Die Schutzsuchenden kommen demnach vor allem aus muslimisch geprägten Ländern wie Afghanistan, dem Irak oder Syrien. Besonders drastisch sei der Anstieg bei den Pakistanern. Ihre Zahl habe sich im Vergleich zu 2010 auf gut 2500 verdreifacht. Zudem versuchten Tausende Serben, per Asylantrag in Deutschland Fuß zu fassen, 90 Prozent von ihnen seien Roma. Sie werden in ihrer Heimat benachteiligt und leben häufig in Armut.
Der Zeitung zufolge gelangen viele Flüchtlinge über die schlecht gesicherte Grenze zwischen der Türkei und Griechenland in die Europäische Union und reisen dann weiter nach Deutschland, wo sie den entsprechenden Antrag stellen. Ein weiterer Grund für den Anstieg der Zahlen ist ein Beschluss von 2009, nach dem die Visapflicht für Serbien und Mazedonien entfällt: Seitdem können die Bürger dieser Balkanstaaten frei einreisen, sie brauchen lediglich einen neuen Pass, der biometrische Merkmale wie den Fingerabdruck elektronisch gespeichert hat.
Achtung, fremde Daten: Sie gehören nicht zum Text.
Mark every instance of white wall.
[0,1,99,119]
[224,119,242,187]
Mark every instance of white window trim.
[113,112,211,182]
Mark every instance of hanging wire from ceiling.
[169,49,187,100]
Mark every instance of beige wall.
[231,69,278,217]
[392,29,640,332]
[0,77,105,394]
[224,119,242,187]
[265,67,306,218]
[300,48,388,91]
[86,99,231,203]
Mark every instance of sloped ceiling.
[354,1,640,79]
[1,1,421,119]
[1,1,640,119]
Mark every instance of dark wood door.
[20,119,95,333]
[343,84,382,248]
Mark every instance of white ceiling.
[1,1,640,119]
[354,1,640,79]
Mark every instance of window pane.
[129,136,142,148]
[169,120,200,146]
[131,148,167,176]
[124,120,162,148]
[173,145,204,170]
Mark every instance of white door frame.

Beide Länder sind unter den zehn häufigsten Herkunftsstaaten der Asylsuchenden.
Zwar liegt die Zahl der Asylbewerber mit fast 46.000 sehr hoch. Weit entfernt ist sie jedoch vom Spitzenwert zu Beginn der neunziger Jahre, als jedes Jahr hunderttausende Menschen in Deutschland Asyl beantragten.
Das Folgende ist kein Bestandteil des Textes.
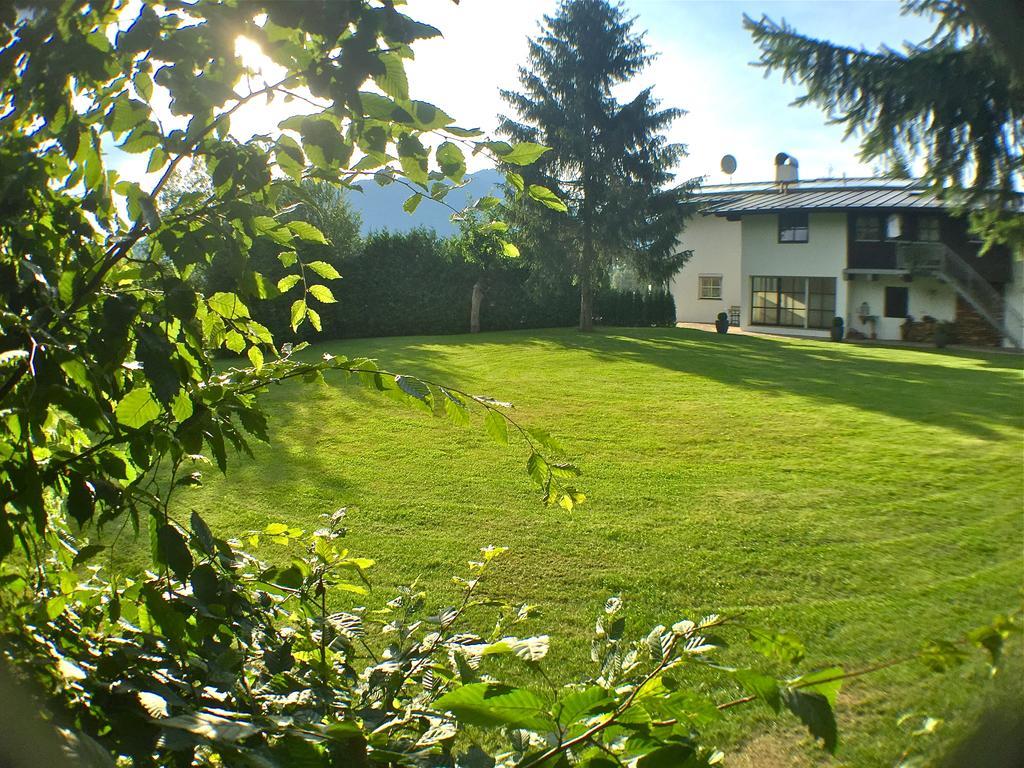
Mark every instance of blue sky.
[409,0,933,183]
[110,0,932,183]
"Zynisch und menschenverachtend"
Bundesinnenminister Hans-Peter Friedrich (CSU) sagte dem Blatt, viele Asylsuchende aus Serbien seien offensichtlich nicht als verfolgte Flüchtlinge einzustufen - und ihre Anträge sollten zügig abgelehnt werden, "um die Dauer des unrechtmäßigen Aufenthalts in Deutschland und die mit diesem verbundene Belastung der öffentlichen Haushalte möglichst zu minimieren".
Die Grünen fordern indes ein Ende der Abschiebung syrischer Flüchtlinge. "Zwar schiebt Deutschland momentan nicht direkt nach Syrien ab, dafür aber in Staaten wie Ungarn, von wo aus syrische Flüchtlinge dann zurück in ihre Heimat abgeschoben werden", sagte der Parlamentarische Geschäftsführer der Grünen-Bundestagsfraktion, Volker Beck, der "Mitteldeutschen Zeitung".
Dieses "zynische und menschenverachtende" Verfahren müsse gestoppt werden. Beck forderte die Bundesregierung zudem auf, das im Jahr 2009 zwischen Deutschland und Syrien geschlossene Rückübernahmeabkommen zu kündigen. Ein Sprecher des Bundesinnenministeriums sagte dem Blatt, seit Mitte 2011 sei kein Syrer gegen seinen Willen von Ungarn nach Syrien zurückgeführt worden.